Mit ihrem Auftritt in einer orthodoxen Moskauer Kathedrale hatte die Mädchen-Punkband Pussy Riot für gehöriges Aufsehen gesorgt – in Russland und der ganzen Welt. Sie stürmten einen Gottesdienst, absolvierten einen kleinen Auftritt – und forderten damit die Ablösung des russischen Staatsoberhaupts Putin. Wochenlang bangte die Öffentlichkeit um die drei Damen, die hinter Pussy Riot stecken, und ihre Verurteilung, das Urteil erging am Freitag.

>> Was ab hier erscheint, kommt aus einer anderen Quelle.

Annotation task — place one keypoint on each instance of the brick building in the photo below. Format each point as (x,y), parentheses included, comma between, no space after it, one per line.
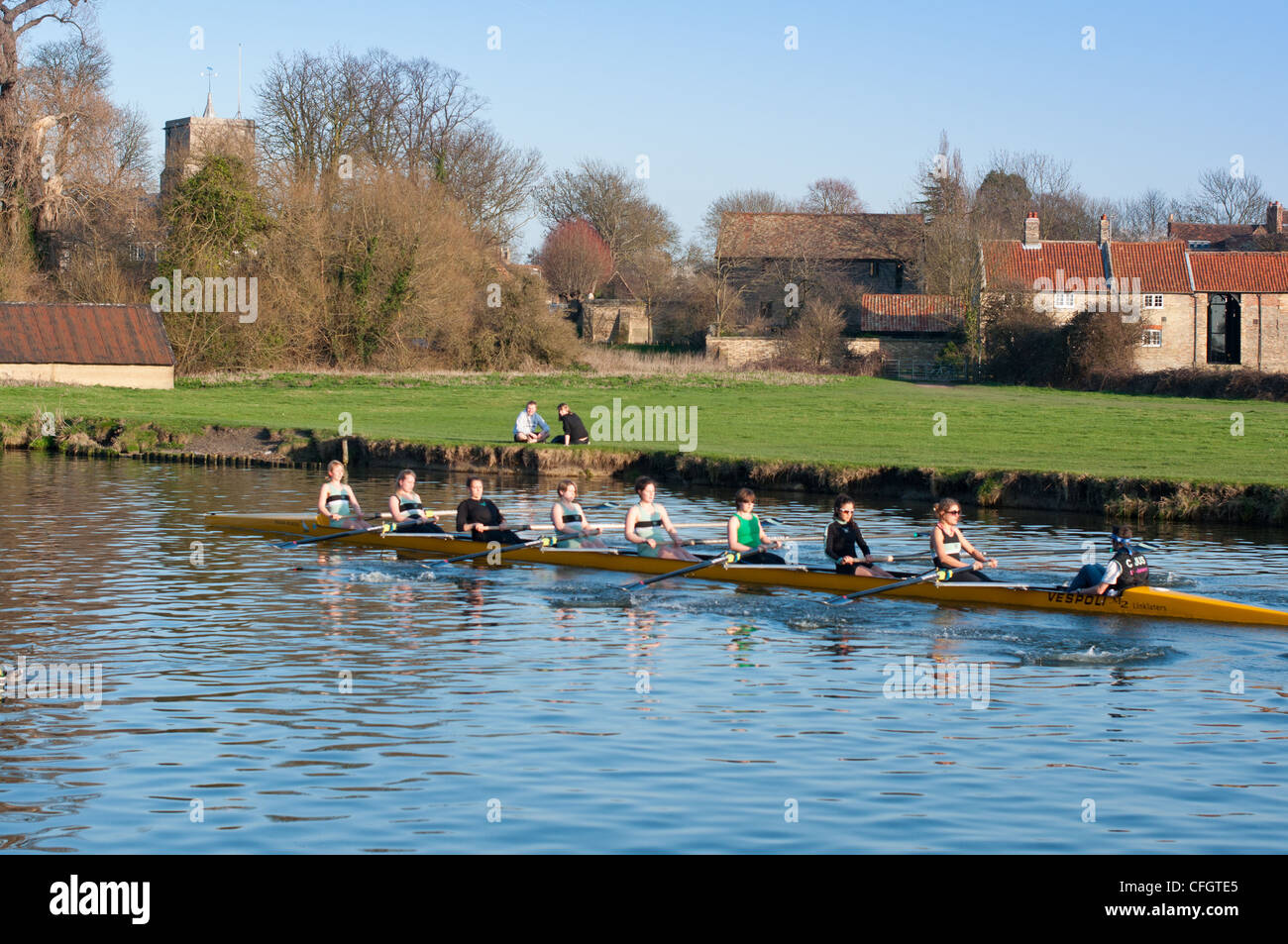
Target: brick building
(1196,307)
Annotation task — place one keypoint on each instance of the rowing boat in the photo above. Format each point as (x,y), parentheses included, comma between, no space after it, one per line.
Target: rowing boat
(1138,601)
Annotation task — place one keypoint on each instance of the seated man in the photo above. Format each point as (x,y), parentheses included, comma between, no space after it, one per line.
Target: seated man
(1126,569)
(529,428)
(481,518)
(575,430)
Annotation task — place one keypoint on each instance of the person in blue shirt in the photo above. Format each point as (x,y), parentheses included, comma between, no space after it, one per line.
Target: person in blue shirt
(529,428)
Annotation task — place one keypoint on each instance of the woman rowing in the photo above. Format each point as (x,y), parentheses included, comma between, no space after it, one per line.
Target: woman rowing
(568,518)
(406,511)
(336,501)
(746,533)
(845,541)
(643,522)
(947,544)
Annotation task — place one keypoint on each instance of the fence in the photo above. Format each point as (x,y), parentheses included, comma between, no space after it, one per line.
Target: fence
(905,368)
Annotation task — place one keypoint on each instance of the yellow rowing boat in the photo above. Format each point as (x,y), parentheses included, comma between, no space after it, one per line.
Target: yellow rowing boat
(1146,601)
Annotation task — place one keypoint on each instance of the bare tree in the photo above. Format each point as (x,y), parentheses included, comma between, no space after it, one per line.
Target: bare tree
(1227,198)
(613,201)
(575,259)
(1144,217)
(832,194)
(22,136)
(735,201)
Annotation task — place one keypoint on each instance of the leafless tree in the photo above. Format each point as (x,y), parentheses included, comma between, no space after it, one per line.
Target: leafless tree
(22,134)
(832,194)
(1224,197)
(613,201)
(1144,217)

„Rowdytum aus religiösem Hass“

Die Anklage der drei Musikerinnen lautete dabei auf „Rowdytum aus religiösem Hass“, objektiv betrachtet kann den Damen jedoch ein solcher Hass nicht vorgeworfen werden. Vielmehr plädierten sie mit ihrem Auftritt für eine endgültige Trennung von Kirche und Staat in Russland. Das Gericht schien jedoch wenig für diese Absichten übrig zu haben und verurteilte alle Mitglieder von Pussy Riot am Freitag entsprechend der Anklage zu jeweils zwei Jahren Straflager. Die Forderungen der Staatsanwaltschaft gingen sogar in Richtung drei Jahre Haft, Putin selbst hatte sich für eine „milde Strafe“ ausgesprochen – reine Farce, um auf dem internationalen Parkett das Gesicht zu wahren? Auch wenn Presse und Musiker aus der ganzen Welt das Strafmaß angesichts des „Vergehens“ für übertrieben halten, könnte man es für russische Verhältnisse als einen Mittelweg bezeichnen – ein noch härteres Strafmaß hätte dem Ansehen Russlands in der Welt noch stärker geschadet.

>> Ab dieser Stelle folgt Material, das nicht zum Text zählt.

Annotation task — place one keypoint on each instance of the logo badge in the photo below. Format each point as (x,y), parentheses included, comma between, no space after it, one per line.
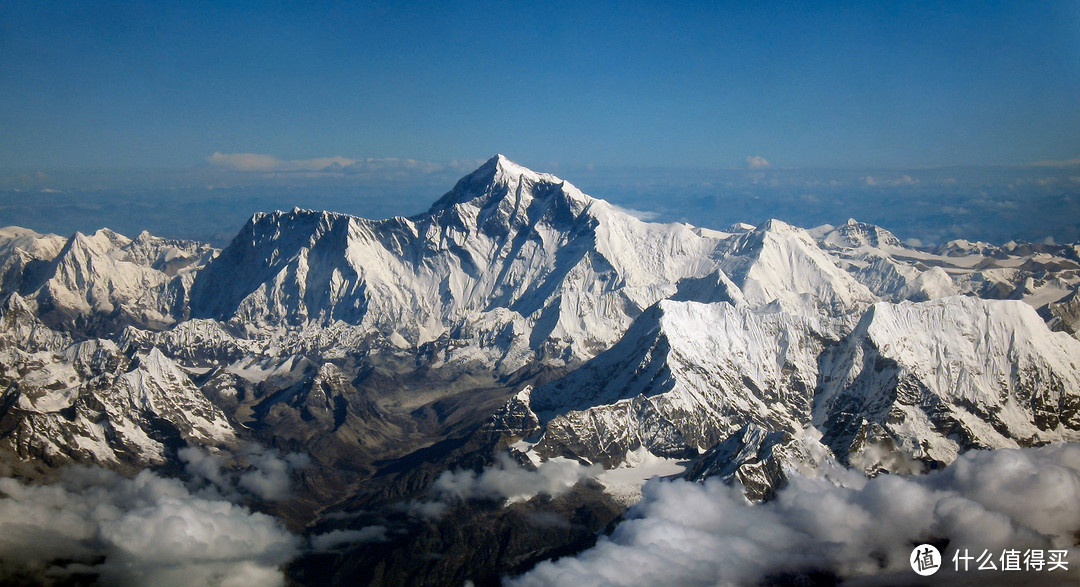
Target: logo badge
(926,560)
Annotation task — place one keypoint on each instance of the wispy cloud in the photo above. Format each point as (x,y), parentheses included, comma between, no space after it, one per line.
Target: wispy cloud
(504,480)
(757,162)
(686,533)
(147,530)
(1056,163)
(343,165)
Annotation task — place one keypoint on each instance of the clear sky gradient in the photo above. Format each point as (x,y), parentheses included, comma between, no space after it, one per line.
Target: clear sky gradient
(680,84)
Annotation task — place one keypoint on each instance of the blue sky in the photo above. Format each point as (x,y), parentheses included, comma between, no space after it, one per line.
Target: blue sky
(120,85)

Scharfe Kritik aus dem Ausland

Internationale Medienvertreten, Musiker und auch Politiker aus aller Welt kritisieren die Verurteilung aufs Schärfste, nicht nur, weil zwei der drei Bandmitglieder junge Mütter sind, sondern auch, weil auf der Hand zu liegen scheint, dass es sich nicht um einen gerechten Prozess handelte, sondern dass aus rein politischen Zwecken geurteilt wurde. Kritik am Regime ist in Russland nicht erwünscht. Hinweise dafür, dass der Prozess aus politischen Gründen so verlief: Verteidigungsanträge und Entlastungszeugen wurden im Vorfeld – und während der Verhandlung zurückgewiesen, bzw. erst gar nicht zugelassen. Der Ausgang des Prozess‘ dürfte Wasser auf die Mühlen der russischen Opposition sein – und Putin dürfte sich damit keinen Gefallen getan haben. Er wird sich bei zukünftigen diplomatischen Verhandlungen sicher rechtfertigen müssen.